Milestones are just part of the journey for Springboro donor Joe Black. He spent 26 years patrolling the roads as an Ohio State Trooper. After retirement he went two years without a haircut so he could make multiple donations to the “Wigs for Kids” to help children with cancer. On Wednesday, Dec. 20 he closed out 2017 with his milestone 100th lifetime blood donation.
Joe grew up in Dayton and proudly notes he was a member of the final graduating class at the all-male Chaminade High School in 1973 before the merger with Julienne. He first donated blood while at the University of Cincinnati, and answered the call to become an apheresis donor in 1982. It was in the early days of the procedure when it required needled in both arms and long sessions.

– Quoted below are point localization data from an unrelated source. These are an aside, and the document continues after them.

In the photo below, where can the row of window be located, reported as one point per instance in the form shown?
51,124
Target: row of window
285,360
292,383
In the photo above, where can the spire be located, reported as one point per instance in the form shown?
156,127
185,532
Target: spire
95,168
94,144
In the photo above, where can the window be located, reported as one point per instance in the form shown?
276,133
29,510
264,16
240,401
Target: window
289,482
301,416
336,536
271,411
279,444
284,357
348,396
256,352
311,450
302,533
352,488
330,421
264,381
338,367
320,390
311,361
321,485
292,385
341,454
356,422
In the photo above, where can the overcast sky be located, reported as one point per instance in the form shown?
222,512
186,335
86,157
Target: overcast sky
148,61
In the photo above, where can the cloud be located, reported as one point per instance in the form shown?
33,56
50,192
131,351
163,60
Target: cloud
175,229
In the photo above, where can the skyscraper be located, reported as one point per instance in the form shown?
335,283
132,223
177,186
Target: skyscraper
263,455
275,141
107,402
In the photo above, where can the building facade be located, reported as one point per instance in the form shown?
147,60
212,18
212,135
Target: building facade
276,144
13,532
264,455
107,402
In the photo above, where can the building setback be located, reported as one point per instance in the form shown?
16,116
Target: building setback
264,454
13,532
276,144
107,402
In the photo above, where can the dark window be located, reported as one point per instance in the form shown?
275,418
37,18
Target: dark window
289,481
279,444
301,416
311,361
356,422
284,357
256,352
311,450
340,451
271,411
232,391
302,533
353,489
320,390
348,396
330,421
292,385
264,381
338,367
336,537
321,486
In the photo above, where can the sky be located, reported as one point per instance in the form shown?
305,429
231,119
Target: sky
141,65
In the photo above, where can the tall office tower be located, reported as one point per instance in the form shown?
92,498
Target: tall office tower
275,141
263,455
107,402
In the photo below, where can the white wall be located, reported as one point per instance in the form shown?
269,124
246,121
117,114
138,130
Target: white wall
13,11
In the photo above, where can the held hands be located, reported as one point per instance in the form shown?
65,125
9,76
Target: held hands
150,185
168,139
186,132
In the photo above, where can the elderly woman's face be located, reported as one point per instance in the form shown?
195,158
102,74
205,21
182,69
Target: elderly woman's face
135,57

“My dad had leukemia and I first started doing apheresis to give platelets for my dad,” Joe said. “They took platelets from me and my little brother. He ended up passing away shortly after that. He might have made it today. But I saw the need. My dad needed it and I wanted to do that.”
Joe worked at State Patrol posts in Dayton and Batavia before retiring in 2003. His wife Lora is an occupational therapist. They have been married 40 years and have two daughters and four grandchildren. “All girls!” he said.
He’s been able to donate more often since retiring and moving back to the Dayton area. He closed in on his milestone with 10 donations in 2016.
He has pictures of the long, braided hair all the way down his back that he grew for the “Wigs for Kids” donation. “It wasn’t so bad when it was in a ponytail,” he said. “I learned how to use bobby pins!”